Inputs

  1. Overview
  2. Input Options
    1. --input
      1. Example samplesheet
      2. Samplesheet columns
      3. Metadata columns
      4. Exclusions
    2. --len_threshold
    3. --amb_threshold
  3. Subworkflow
    1. --ncbi
    2. --create
  4. Clustering Options
    1. --dist_threshold
    2. --max_cluster
    3. --ksize
    4. --scaled
    5. --window_size
  5. Reference Options
    1. --consensus
    2. --centroid
    3. --max_align

Overview

Pipeline parameters can be adjusted using the following methods:

  1. At the command line using --{parameter_name} (e.g., --input)
  2. In the nextflow.config file
  3. In a JSON file via the -params-file parameter

Input Options

--input

Path to the samplesheet.

Example samplesheet

samplesheet.csv:

taxon
Alphainfluenzavirus

Samplesheet columns

Column Name Description
taxon Taxonomy name, as it appears in NCBI (if using NCBI)
segmented Whether or not the taxon has a segmented genome (true or false (not case sensitive))
assembly Path to a multi-FASTA file containing sequences associated with the specifed taxon
metadata Path to CSV file containing information about each sequence in the supplied assembly
exclusions Path to CSV file containing sequence accessions that should be excluded

Metadata columns

Column Name Description
acession Sequence accession that matches the sequence header in the multi-FASTA
taxon Taxonomy name
species Species name (optional)
segment Species name (optional)

You can add whatever columns you want to the metadata and they will be carried through to the final reference set

Exclusions

Column Name Description
acession Sequence accession

--len_threshold

The sequence length threshold used to filter input sequences: length +- len_threshold*mean(length)

  • Options: 0...1
  • Default: 0.20

--amb_threshold

The ratio of ambiguous bases (N) allowed in a sequence.

  • Options: 0...1
  • Default: 0.02

Subworkflow

--ncbi

Automatically pull down sequences from NCBI

  • Options: true or false
  • Default: true

--create

Create a reference set from the input sequences

  • Options: true or false
  • Default: true

Clustering Options

--dist_threshold

Create a reference set from the input sequences

  • Options: 0...1
  • Default: 0.02

--max_cluster

Maximum number of sequences to include in hierarchal clustering.

  • Options: 0...Inf
  • Default: 1000

Increasing this value can significantly increase run time and may cause the pipeline to fail.

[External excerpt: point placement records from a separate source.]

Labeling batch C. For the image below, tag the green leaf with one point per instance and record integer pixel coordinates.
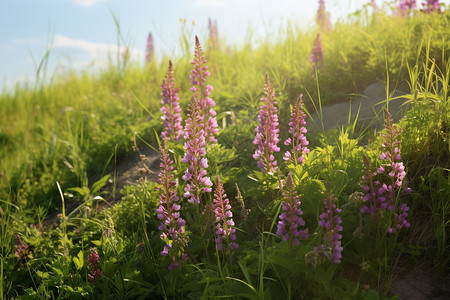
(99, 184)
(83, 191)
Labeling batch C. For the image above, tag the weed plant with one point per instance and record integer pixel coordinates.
(59, 143)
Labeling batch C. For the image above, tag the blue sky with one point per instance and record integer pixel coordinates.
(82, 32)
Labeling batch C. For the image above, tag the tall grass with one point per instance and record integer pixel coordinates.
(67, 132)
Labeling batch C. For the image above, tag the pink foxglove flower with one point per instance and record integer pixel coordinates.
(430, 6)
(195, 156)
(383, 186)
(321, 17)
(171, 108)
(405, 6)
(331, 221)
(267, 131)
(223, 218)
(297, 130)
(291, 215)
(202, 92)
(316, 57)
(94, 263)
(150, 49)
(172, 225)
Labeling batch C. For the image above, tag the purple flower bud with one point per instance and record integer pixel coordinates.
(171, 108)
(331, 221)
(223, 217)
(172, 225)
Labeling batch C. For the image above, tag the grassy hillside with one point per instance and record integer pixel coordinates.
(60, 142)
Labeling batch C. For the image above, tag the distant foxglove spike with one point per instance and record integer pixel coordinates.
(331, 221)
(266, 137)
(172, 226)
(202, 93)
(173, 130)
(223, 218)
(316, 57)
(382, 187)
(94, 263)
(291, 216)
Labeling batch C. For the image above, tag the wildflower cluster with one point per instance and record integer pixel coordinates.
(291, 215)
(150, 49)
(172, 225)
(202, 92)
(382, 187)
(267, 132)
(297, 130)
(430, 6)
(316, 57)
(331, 221)
(94, 263)
(200, 128)
(323, 17)
(170, 108)
(223, 218)
(404, 6)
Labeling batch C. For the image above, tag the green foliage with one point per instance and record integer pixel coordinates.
(59, 144)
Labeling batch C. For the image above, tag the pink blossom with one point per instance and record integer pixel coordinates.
(171, 108)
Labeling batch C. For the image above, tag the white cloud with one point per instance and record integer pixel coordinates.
(209, 3)
(85, 3)
(93, 51)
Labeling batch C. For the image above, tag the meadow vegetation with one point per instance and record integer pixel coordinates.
(61, 139)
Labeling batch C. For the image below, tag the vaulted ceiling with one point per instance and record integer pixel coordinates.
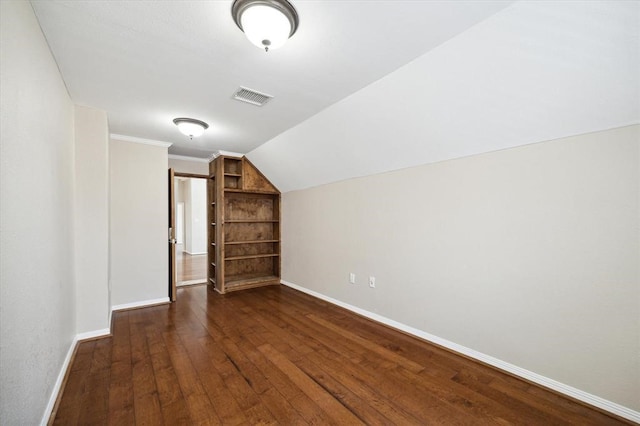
(364, 86)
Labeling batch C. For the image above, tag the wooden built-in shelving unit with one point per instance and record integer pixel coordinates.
(244, 232)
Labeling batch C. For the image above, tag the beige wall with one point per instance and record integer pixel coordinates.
(187, 166)
(92, 219)
(37, 289)
(529, 255)
(139, 230)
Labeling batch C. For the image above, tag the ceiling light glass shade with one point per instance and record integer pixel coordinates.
(266, 23)
(190, 126)
(265, 26)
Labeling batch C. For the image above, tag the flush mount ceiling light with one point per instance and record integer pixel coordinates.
(190, 126)
(267, 23)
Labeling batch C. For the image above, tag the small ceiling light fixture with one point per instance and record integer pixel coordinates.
(190, 126)
(267, 23)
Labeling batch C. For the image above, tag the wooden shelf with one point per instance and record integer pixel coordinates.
(252, 256)
(250, 236)
(249, 191)
(251, 242)
(251, 221)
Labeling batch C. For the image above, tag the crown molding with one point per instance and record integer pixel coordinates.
(134, 139)
(186, 158)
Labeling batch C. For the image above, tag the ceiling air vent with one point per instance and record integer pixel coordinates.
(251, 96)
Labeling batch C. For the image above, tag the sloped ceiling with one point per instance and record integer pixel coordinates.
(148, 62)
(533, 72)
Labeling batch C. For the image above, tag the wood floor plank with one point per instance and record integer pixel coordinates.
(277, 356)
(326, 401)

ksize                      = 31
scaled                     = 100
window_size                = 8000

--ksize

K-mer size used when calculating average nucleotide identity using Sourmash (for clustering and condensing).

  • Options: ?...?
  • Default: 31

Options are whatever Sourmash allows 🙈

--scaled

Scaled value used by Sourmash when calculating average nucleotide identity (for clustering and condensing).

  • Options: 0...?
  • Default: 100

Options are whatever Sourmash allows 🙈

--window_size

Sequence window size to use when determining pairwise distances.

  • Options: 0...Inf
  • Default: 8000

Reference Options

--consensus

Create references using consensus mode.

  • Options: true or false
  • Default: true

--centroid

Create references using centroid mode.

  • Options: true or false
  • Default: true

--max_align

Maximum number of sequences to include in an alignment.

  • Options: 0...Inf
  • Default: 1000

Sequences are randomly subsampled to this value within each cluster.

Increasing this value can significantly increase run time and may cause the pipeline to fail.